"Remember, it's not a pyramid scam, it's a marketing breakthrough!"
"The beauty of it is a new recruit is born every minute."
"Are we guaranteed to become amazingly wealthy?"
"While being our own boss?"
"Yes, unless you're lazy or ethical."
"Each person you recruit pays you one thousand dollars. The recruits get their own recruits and charge them TWO thousand, and so on."
"Eventually, every person on Earth will be giving you money. And that adds up."
"You can't argue with the math."
"I feel like we're a big family."
"The best part is that every person on Earth will get rich!"
"Actually, the last recruit kinda gets it in the shorts."
The Boss tels Dilbert, "You'll be on the task force to recruit the smartest college seniors to work here." The Boss says, "Remember, don't lie often. And don't mock them for their lack of real life experience." The college student, unshaven, says, "so you're saying meetings are just like parties?" Dilbert replies, "Well, I'm not allowed to say orgy..."

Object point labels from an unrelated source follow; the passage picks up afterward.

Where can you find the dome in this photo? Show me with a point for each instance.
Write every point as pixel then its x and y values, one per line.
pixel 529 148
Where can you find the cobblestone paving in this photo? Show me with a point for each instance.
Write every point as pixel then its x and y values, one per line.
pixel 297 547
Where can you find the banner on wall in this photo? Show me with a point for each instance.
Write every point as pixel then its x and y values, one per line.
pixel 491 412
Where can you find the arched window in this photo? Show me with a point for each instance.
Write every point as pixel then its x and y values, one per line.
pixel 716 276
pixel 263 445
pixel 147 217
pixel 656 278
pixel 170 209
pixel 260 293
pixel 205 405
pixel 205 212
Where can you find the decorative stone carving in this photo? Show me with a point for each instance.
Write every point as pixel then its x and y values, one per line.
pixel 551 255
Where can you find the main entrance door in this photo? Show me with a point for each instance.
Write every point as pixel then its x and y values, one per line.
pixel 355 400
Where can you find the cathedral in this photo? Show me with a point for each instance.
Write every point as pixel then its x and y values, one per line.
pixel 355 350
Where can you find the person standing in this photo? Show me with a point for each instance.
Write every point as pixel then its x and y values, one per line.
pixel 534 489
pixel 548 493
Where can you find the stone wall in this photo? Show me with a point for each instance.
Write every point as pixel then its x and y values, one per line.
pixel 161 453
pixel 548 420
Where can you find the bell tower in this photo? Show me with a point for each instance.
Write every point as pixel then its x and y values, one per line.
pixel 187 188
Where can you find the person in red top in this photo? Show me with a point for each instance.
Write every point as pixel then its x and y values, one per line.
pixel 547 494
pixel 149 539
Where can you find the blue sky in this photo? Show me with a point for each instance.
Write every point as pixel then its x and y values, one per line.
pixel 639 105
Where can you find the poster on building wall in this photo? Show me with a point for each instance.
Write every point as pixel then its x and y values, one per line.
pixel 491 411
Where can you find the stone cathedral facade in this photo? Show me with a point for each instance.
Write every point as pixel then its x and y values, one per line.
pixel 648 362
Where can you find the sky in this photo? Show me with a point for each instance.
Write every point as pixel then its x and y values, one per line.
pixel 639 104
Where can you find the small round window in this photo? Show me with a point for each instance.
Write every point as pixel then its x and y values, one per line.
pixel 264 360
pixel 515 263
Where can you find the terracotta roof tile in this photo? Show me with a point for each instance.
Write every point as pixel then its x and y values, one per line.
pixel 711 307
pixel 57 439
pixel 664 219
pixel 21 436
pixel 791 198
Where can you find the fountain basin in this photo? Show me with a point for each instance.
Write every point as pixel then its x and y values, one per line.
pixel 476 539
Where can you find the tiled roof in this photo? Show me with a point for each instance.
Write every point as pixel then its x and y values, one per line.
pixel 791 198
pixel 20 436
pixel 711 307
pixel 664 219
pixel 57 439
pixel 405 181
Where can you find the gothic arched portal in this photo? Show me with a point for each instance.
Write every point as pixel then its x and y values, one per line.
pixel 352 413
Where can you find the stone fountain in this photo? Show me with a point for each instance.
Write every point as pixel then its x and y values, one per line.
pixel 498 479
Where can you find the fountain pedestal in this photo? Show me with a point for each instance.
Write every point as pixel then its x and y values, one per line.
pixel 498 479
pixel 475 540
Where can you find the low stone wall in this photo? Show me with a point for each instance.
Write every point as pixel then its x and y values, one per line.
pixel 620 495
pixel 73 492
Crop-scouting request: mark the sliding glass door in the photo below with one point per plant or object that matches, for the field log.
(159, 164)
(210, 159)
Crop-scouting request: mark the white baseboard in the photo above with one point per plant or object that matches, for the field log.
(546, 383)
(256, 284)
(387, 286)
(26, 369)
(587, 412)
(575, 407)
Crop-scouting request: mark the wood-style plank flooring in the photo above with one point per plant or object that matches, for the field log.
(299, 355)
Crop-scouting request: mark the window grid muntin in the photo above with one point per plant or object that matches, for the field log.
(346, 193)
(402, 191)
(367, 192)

Dogbert is standing on the boss's desk. Dogbert says to the boss, "You need 'Dogbert's Dysfunctional Employee Recruitment Services.'" Dogbert continues, "I only recruit employees who were raised in dysfunctional families. They don't mind being mistreated!" The boss says, "How soon can you get me some?" Dogbert says, "I have a dozen in the trunk of my car."